Hey Guys! I need a man’s perspective or someone who was in a similar situation.

I met a guy in a class that culminated in a trip, I’ll call him Z. At the time I was seeing someone, not dating, I’ll call him J. I was planning to move out of state and wasn’t trying to get close to anyone. Once I met Z I couldn’t help myself but talk to him. We connected at a high level on our trip and I fell for him. He had been skeptical of trying to really hang with anyone, but after that, we spent a lot of time together. We kept seeing each other after the trip and I decided not to move for several reasons, him being one very solid one. I stopped seeing/sleeping with J to make room for Z in my mind and heart space. I’ve been so fulfilled mentally and emotionally that’s usually fine. We’ve become really close – we hang out, I sleep over, we talk about really deep subjects, and he makes me more brave. I’ve tried/done things with him I normally wouldn’t, and he tells me I’ve helped him become a better person and mean a lot to him.
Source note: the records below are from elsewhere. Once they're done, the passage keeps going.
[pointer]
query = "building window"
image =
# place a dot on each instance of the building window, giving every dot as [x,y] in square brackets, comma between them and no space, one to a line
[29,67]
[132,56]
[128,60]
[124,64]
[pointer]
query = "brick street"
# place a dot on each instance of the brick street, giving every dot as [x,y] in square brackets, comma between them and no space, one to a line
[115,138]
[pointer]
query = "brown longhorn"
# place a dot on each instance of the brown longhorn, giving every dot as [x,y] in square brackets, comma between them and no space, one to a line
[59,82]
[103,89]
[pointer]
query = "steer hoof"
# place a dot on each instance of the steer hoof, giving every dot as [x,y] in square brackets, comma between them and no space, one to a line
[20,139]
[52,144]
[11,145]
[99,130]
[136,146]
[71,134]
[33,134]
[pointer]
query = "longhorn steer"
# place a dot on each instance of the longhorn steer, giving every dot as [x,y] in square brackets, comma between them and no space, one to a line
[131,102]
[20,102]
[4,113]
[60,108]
Z has anxiety and depression. He also has had some pretty bad relationships in the past. I mean BAD. He often says he’s also a worse person in a relationship. He talks about liking being alone and not wanting to be in a relationship. I love him in a way I never have before – I just want him in my life, no need for any status, title, or even a certain type of relationship. I accept him wholly, trust him, see his flaws and fully acknowledge them. I just want him in my life even if it means always just being friends. It just confuses me how we’ve never really kissed but he can snuggle me, hold my hand, and hold me in bed when we sleep. It’s not even always innocent the way he touches me 😂 the closest we’ve got to kissing is sneaking in pecks on the cheek or chin without the other acknowledging. It confuses me how he can say some of the things he does, or how happy he was I wasn’t moving, and still be so guarded.

I’m just trying to figure out what’s going on. We are both most likely moving to the same state in the fall, and I’m wondering if maybe he’s waiting for the move? He’s not sure what his financial situation will be to move right away. Or just fear? Or maybe he really just likes how things are. I want to know how to proceed.
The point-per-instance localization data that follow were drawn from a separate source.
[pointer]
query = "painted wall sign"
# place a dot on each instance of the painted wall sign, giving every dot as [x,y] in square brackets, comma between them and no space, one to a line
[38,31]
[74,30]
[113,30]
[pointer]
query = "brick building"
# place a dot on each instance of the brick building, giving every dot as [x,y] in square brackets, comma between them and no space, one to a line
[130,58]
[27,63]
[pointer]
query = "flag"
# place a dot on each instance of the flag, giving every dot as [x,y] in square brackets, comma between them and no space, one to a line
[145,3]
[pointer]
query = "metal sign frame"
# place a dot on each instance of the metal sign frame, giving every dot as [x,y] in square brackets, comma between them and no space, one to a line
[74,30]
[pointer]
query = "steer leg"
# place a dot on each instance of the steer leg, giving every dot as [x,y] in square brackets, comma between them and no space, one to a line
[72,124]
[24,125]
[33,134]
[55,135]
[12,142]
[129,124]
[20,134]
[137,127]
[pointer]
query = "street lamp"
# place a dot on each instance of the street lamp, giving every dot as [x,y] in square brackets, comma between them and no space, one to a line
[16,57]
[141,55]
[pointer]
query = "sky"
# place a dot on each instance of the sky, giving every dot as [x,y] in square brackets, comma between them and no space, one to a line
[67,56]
It has also been 8+ months for me of not sleeping with anyone. I’m finally getting to the point where I’d like to, and I’ve definitely had people offer but have turned them down. He’s said before that he doesn’t want to sleep with me basically so as not to hurt me (but in a way that didn’t acknowledge it was about us necessarily, of course lol). He’s also said he wouldn’t want to know if I were sleeping with someone but we could be friends and I could do what I want (again, not directly about us). That was a while back. He’s not sleeping with anyone and hasn’t in a while, to protect himself and others it sounds like. He also seems to carry a lot of guilt about physical intimacy and his sexuality and body.

I don’t want to pin my hopes on him deciding he wants to sleep with me or date me, but I also don’t want to scare him away by being with someone else (I have another person now wanting a relationship, to date, to sleep together – only ever happens when I’m trying with someone else, I swear 😩) and he thinks I don’t actually want him or I’m not available. He just is so clear about not wanting a relationship it’s hard to even bring anything up on my end, and I don’t want to scare him, either. Any advice?